Estrategia de comunicación que fomente ganar reputación de marca y un valor añadido. Está orientada al cliente para poder vender los productos. Se debe tener muy en cuenta la opinión del consumidor, la relación que establece con los productos. Para poder diseñar promociones que sean útiles y que atraigan a los clientes, hay que escucharles y saber qué es lo que quieren y lo que opinan. La comunicación requiere interacción entre el vendedor y el consumidor. En este caso las redes sociales son fundamentales para crear ese vínculo y establecer un enlace que les haga interactuar.

Ahora bien, la comunicación se extiende, se comparte, se amplía y se amplifica. El mensaje ya no es algo unidireccional, ni es algo que quede entre emisor y receptor. Ahora el receptor de un mensaje sigue extendiendo la cadena, puede enviar ese mensaje a otros si le parece oportuno (para bien o para mal), y de esos otros surgen hilos de comunicación u otros muchos. Aquí se encuentran los mismos elementos que en la «Promoción» de las 4P, pero con otros aspectos. El objetivo es aumentar las interacciones con los clientes. Debemos comunicar un mensaje claro.

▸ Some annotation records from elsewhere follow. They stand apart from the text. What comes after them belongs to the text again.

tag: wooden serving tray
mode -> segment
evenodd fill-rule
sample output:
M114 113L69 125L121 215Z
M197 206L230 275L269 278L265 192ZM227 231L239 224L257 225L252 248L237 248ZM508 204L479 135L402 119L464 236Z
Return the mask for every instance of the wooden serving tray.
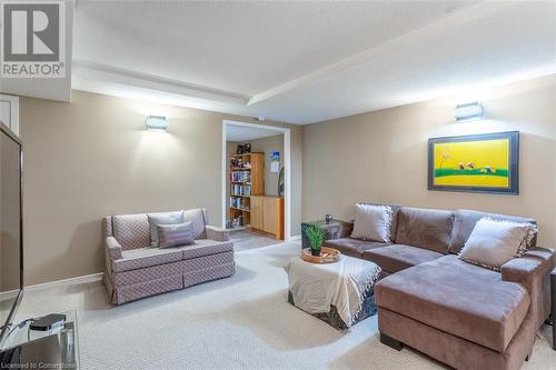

Tabla Comparativa: 4P vs 4C

Para resumir las diferencias clave entre las 4P y las 4C, aquí tienes una tabla comparativa:

4P 4C Descripción
Producto Consumidor Enfocado en las necesidades y deseos del cliente.
Precio Costo Considera el costo total para el cliente, no solo el precio.
Plaza (Distribución) Conveniencia Facilitar el acceso al producto al cliente.
Promoción (Publicidad) Comunicación Fomentar la interacción y el diálogo con el cliente.

El cambio de mentalidad que supone el 4C contribuye al cambio de estrategias de marketing de todas las organizaciones. Resulta de vital importancia saber adaptarse a estos nuevos parámetros de análisis para aportar experiencias totalmente únicas a nuestros clientes, que cada vez resulta más difícil fidelizar debido a los constantes cambios de necesidades que presentan.